C’est sans doute ce qui amène Grégoire Chertok, associé-gérant de Rothschild & Co et conseil du groupe Bouygues - dont Alexandre de Rothschild est administrateur - à faire valoir que le scénario d’un rapprochement avec TF1 reste la meilleure solution. À Boulogne, au siège du groupe dirigé par Rodolphe Belmer, on ne cache pas également souhaiter une révision des règles qui limitent actuellement la consolidation, afin que le secteur puisse se restructurer pour l’ère numérique. Alors que Netflix a dépassé les 13 millions d’abonnés en France et que les annonceurs migrent massivement vers le numérique, un groupe TF1-M6 disposerait de la surface financière nécessaire pour investir dans les contenus et négocier des droits sportifs de premier plan. Ses adversaires objectent cependant qu’un tel ensemble - TF1, mais aussi ses chaînes TMC, TFX, TF1 Séries Films, et LCI et M6, avec W9, 6ter et Gulli - contrôlerait une part disproportionnée du marché publicitaire télévisuel, créant un duopole de fait avec France Télévisions.

Le scénario CMA Média présente, lui, une probabilité réglementaire a priori plus élevée : BFMTV est une chaîne d’information, pas un concurrent direct de M6 sur le segment généraliste. De plus Rodolphe Saadé bénéficie de l’appui tacite de Xavier Niel, qui en 2022 s’était mis en travers du projet de fusion TF1-M6. Mais il risque de se heurter à l’hostilité du gouvernement et du régulateur face à une concentration excessive de médias différents et complémentaires entre les mains d’un seul industriel. Pour l’emporter, Rodolphe Saadé devrait consentir des engagements très stricts en matière d’indépendance éditoriale et accepter des mécanismes de gouvernance protecteurs pour les rédactions. De manière aussi à poser d’ores et déjà des jalons, l’armateur imaginerait avec Antoine Gosset-Grainville et Jean-Marie Messier de proposer à M6 des partenariats et une esquisse de rapprochement non capitalistique.

Un symbole des tensions de l’audiovisuel européen

Le dossier M6 illustre les tensions profondes qui traversent l’ensemble de l’audiovisuel européen. Partout sur le continent, les régulateurs doivent arbitrer entre des impératifs contradictoires : favoriser la consolidation pour créer des acteurs capables d’investir dans des contenus de qualité, tout en préservant le pluralisme médiatique, pilier des démocraties libérales. La France n’est pas différente des autres pays, si ce n’est que son cadre réglementaire, figé dans les années 1980 et jamais adapté à la révolution numérique, a produit des anomalies - pour ne pas dire des monstres juridiques.

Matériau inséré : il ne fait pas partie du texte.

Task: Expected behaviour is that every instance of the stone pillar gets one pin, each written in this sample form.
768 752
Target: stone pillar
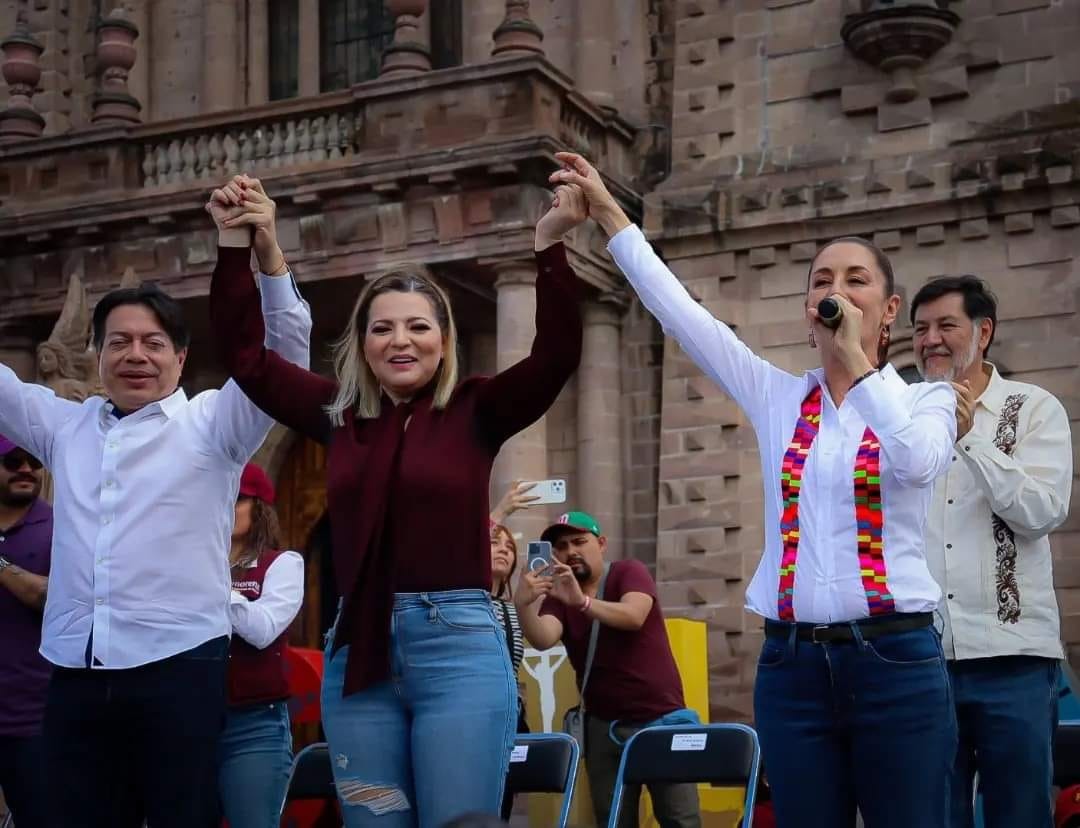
409 53
525 456
112 104
599 423
138 78
308 59
593 50
220 64
517 35
258 52
22 70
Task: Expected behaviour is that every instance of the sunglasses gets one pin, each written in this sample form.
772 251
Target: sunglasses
15 460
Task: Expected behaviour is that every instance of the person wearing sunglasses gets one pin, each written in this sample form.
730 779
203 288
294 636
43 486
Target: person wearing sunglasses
26 530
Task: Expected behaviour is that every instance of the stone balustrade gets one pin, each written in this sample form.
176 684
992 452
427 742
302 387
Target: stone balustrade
215 153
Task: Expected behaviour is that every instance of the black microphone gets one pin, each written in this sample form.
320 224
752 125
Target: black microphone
829 312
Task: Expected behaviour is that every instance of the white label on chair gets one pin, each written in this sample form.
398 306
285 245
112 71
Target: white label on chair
689 741
520 754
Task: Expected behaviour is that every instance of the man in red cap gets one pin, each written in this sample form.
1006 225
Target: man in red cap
26 529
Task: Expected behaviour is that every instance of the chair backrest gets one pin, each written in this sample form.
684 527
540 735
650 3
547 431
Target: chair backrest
1067 754
312 776
723 755
542 763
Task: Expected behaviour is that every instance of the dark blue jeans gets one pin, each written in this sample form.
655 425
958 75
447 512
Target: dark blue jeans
866 723
23 779
1007 711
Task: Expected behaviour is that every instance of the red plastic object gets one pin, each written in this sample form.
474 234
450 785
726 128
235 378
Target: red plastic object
304 670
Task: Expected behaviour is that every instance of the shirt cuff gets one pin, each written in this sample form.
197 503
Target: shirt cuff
279 293
622 243
879 405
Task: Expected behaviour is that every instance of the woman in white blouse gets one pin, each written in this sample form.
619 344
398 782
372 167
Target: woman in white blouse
851 700
255 751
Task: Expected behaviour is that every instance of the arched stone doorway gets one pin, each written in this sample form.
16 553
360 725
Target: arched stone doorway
301 507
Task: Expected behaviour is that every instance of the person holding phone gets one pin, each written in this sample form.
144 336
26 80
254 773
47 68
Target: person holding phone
416 663
852 700
255 752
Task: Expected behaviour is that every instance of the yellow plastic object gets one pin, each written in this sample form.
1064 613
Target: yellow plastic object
550 689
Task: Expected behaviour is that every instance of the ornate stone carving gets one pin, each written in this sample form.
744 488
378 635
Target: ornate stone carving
407 54
517 34
898 37
113 104
22 70
67 362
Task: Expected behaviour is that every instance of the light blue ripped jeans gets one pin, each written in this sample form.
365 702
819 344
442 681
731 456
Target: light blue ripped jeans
434 741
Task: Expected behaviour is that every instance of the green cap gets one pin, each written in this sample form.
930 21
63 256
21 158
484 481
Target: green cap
580 521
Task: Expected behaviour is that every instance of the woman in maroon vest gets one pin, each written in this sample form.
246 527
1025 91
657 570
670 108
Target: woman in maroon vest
419 698
256 747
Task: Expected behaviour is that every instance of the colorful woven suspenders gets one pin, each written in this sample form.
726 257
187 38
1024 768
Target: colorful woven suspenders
869 517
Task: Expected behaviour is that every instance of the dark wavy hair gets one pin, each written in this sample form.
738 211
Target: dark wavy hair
265 533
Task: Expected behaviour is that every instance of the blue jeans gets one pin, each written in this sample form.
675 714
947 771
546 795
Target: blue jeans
863 723
433 742
1007 710
255 755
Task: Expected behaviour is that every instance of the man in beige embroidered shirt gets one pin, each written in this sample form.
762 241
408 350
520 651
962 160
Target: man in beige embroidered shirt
988 546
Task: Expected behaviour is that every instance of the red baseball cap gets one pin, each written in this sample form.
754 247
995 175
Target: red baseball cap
254 483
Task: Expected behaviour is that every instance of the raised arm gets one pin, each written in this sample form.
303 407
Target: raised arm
261 347
30 413
711 343
520 395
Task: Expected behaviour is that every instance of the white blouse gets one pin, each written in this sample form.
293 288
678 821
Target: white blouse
915 425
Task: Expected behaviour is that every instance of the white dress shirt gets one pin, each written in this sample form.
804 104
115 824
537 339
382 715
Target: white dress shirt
991 513
144 505
916 425
261 620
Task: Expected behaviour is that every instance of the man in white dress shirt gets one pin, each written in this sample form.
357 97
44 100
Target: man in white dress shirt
987 545
137 614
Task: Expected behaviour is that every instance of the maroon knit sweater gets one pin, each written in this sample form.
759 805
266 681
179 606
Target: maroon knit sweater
408 507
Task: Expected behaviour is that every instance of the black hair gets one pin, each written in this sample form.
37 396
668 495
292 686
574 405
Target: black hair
161 304
979 300
882 263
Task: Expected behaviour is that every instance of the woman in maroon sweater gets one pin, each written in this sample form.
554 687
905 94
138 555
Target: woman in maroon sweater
419 698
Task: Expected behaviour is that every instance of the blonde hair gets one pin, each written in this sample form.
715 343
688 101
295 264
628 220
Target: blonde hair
358 388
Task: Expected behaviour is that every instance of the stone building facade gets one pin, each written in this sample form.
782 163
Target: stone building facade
742 133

En ce début d’année 2026, personne ne peut prédire comment se dénouera cette bataille pour M6. Bertelsmann a mandaté JP Morgan pour vendre, sans savoir à qui, quand et comment. TF1 veut fusionner, sans savoir si les régulateurs le permettront. CMA Média veut acheter, en mesurant l’ampleur des obstacles politiques et réglementaires. Ce qui est certain, en revanche, c’est que M6 va changer de mains. La question n’est pas de savoir si, mais quand et dans quelles conditions. Et dans cette incertitude, les acteurs qui gagneront seront ceux qui sauront lire non seulement les chiffres de Médiamétrie, mais aussi les signaux faibles de la politique française, les arbitrages de Bruxelles et les intérêts croisés d’un paysage médiatique en mutation accélérée.